Der Übergang zur dritten Familiengeneration erfolgte nicht so stürmisch wie jener der 1920er Jahre. 1955 übernahmen zwei Cousins das Ruder: Albert jun. und Herbert. Man feierte das 75-Jahre-Jubiläum und schaute optimistisch in die Zukunft. Doch die Welt veränderte sich stark. Konkurrenz erwuchs in verschiedenen Bereichen: Im Möbelgeschäft verloren die kleinen Firmen mehr und mehr Marktanteile an die grossen nationalen und internationalen Firmen – Stichworte sind Möbel Pfister und IKEA –, im Bereich der Inneneinrichtungen spezialisierten sich zahlreiche Firmen mit Design-Know-how erfolgreich im Geschäft. Vielleicht hätte man mit einer beherzteren Strategie, die internes Design-Expertenwissen für Möbelschreinerei und Innenarchitektur aufgebaut hätte, grössere Chancen auf ein Überleben der Familienfirma gehabt. Doch als die vierte Generation mit Hansruedi, der seit 1969 in der Firma gearbeitet hatte, das Geschäft übernahm, waren die Würfel wohl bereits gefallen.

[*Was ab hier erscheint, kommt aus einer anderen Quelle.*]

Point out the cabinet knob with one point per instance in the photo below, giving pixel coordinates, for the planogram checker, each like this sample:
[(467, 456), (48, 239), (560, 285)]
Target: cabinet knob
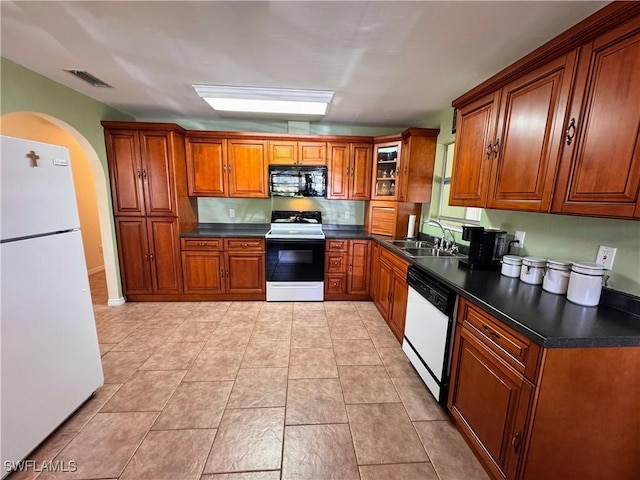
[(570, 132), (491, 331), (516, 441)]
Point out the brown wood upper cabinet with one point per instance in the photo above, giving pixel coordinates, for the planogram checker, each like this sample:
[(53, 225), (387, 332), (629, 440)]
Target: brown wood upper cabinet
[(509, 142), (349, 171), (285, 152), (600, 169), (219, 167), (142, 170), (403, 166), (559, 130)]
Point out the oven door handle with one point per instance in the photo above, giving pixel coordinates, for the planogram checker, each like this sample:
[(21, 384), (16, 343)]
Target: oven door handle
[(307, 241)]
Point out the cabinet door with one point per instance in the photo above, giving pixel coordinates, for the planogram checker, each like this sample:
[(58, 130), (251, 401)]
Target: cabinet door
[(245, 272), (358, 274), (206, 167), (125, 170), (398, 304), (382, 218), (312, 153), (385, 286), (476, 124), (386, 167), (360, 172), (202, 272), (157, 172), (133, 254), (530, 131), (247, 168), (489, 402), (375, 263), (283, 153), (338, 171), (166, 271), (600, 170)]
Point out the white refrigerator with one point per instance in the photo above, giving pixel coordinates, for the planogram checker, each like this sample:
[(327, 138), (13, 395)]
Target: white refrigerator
[(49, 356)]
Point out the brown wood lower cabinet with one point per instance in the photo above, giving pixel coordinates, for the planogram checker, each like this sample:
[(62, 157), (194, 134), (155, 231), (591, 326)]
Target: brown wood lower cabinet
[(533, 413), (233, 267), (149, 255), (346, 269), (391, 290)]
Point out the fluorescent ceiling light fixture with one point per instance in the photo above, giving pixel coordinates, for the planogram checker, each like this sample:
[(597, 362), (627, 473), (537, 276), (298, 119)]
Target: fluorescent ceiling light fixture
[(265, 100)]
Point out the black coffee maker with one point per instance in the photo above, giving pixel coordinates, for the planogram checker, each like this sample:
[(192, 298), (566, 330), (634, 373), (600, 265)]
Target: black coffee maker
[(486, 247)]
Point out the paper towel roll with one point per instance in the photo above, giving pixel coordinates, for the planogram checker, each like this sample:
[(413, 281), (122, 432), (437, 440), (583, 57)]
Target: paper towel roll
[(412, 226)]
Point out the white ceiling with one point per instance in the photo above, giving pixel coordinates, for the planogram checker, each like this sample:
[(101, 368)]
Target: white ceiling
[(390, 62)]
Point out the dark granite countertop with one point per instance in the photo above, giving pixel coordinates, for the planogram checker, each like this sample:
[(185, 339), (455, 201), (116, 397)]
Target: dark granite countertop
[(549, 320)]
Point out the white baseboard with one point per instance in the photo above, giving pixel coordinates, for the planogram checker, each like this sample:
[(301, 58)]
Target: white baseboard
[(99, 269), (116, 302)]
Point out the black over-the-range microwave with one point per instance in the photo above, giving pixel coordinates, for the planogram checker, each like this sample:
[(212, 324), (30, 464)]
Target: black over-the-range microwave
[(298, 180)]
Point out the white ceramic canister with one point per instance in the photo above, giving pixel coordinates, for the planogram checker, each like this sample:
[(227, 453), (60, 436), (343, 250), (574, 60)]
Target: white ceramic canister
[(533, 270), (556, 277), (511, 266), (585, 284)]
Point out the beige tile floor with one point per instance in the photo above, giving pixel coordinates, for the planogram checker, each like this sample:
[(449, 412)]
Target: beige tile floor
[(254, 390)]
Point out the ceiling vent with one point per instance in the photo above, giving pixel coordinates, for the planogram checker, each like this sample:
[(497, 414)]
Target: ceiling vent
[(87, 77)]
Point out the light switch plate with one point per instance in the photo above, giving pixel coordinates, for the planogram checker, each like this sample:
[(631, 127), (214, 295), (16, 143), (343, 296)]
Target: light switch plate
[(606, 255)]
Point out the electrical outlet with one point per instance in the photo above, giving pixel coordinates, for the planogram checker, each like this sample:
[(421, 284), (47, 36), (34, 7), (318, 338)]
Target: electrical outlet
[(605, 257)]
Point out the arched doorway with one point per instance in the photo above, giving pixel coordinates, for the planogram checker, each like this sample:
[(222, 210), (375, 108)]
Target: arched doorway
[(41, 127)]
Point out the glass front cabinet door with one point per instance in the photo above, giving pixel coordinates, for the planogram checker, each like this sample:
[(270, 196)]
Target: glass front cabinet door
[(385, 171)]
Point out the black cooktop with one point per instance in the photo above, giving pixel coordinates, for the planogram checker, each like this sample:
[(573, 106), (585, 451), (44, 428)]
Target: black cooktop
[(290, 216)]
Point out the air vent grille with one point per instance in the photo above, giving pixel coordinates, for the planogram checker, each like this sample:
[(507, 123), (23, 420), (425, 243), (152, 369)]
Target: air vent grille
[(87, 77)]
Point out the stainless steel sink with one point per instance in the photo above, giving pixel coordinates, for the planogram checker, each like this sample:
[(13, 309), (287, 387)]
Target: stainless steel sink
[(411, 244)]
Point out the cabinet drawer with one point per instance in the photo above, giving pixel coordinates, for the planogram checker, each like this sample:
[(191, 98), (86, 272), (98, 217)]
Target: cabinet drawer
[(335, 263), (337, 246), (396, 261), (335, 283), (520, 352), (201, 243), (244, 244)]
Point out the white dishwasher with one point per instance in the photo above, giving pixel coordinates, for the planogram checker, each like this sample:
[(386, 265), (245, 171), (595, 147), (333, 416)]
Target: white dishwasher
[(428, 330)]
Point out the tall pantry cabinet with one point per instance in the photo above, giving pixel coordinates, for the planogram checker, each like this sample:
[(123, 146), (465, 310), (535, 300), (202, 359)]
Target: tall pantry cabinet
[(147, 170)]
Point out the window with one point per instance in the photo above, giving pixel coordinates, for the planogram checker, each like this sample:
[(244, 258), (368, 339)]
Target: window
[(447, 213)]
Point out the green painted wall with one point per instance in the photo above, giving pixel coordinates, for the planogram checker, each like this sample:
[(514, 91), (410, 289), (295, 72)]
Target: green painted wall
[(216, 210), (552, 236), (23, 90)]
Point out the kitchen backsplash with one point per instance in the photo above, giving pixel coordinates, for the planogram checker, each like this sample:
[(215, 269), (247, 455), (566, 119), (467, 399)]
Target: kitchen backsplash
[(216, 210)]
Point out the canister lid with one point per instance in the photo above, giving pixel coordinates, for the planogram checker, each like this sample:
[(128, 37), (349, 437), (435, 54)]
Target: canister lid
[(534, 261), (512, 259), (559, 264), (588, 268)]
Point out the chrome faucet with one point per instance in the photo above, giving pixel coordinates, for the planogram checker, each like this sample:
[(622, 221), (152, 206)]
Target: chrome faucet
[(449, 246)]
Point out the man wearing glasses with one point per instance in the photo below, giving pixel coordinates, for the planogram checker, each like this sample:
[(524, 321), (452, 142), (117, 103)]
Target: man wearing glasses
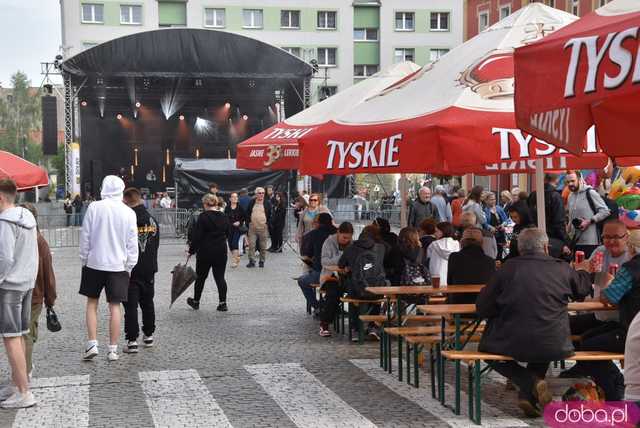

Ein wichtiger Punkt war sicher auch, dass das Areal eine pointierte Wachstumsstrategie nicht zuliess, für einen Wechsel und Neubeginn an einem neuen Ort aber die Ressourcen fehlten.


So musste die Firma in der 4. Generation – trotz starker Verankerung im Quartier und trotz grossem Engagement im Berufsbildungswesen – aufgeben: Hansruedi Lienhard vollzog diesen Schritt Mitte der 1990er Jahre. Die Liegenschaft Albisstrasse 131, die der ganzen Familie gehörte, wurde zunächst als Gewerbezentrum von verschiedenen Mietern genutzt. Schliesslich konnte in einem Wettbewerbsverfahren die geeignetste Kandidatin für eine neue Überbauung, die insbesondere auch dem Quartier zugute kommen sollte, ermittelt werden: Das Areal wurde an die Baugenossenschaft Zurlinden verkauft. Die neue Eigentümerin realisierte mit Architekt Adrian Streich bis 2006 zwischen Albis- und Heinrich-Federerstrasse die Überbauung «Lienihof», die seither dreissig Wohnungen vermietet und Räume für Gewerbe und Läden anbietet. Auch eine Wohngruppe des Pflegezentrums Entlisberg fand im Lienihof Unterschlupf.


Nennt man das Deindustrialisierung? Oder Urbanisierung? Oder Tertiarisierung? In diesem Falle verlor das Quartier ein stark verankertes Gewerbe, gewann aber eine durchdachte und lebensfreundliche Wohnzone, die mehr ist als einfach eine weitere Baugenossenschaft. Aber sowohl der Verlust an Durchmischung als auch ein solcher an originärer Bausubstanz einer stadtnahen industriellen Anlage schmerzen halt doch!



(SB)

 

Ich danke dem seinerzeitigen Schreinermeister und späteren Friedensrichter Hansruedi Lienhard für den Austausch und für die Möglichkeit, im Fotoalbum der Familie zu blättern (und die schönsten Fotos auszuwählen)!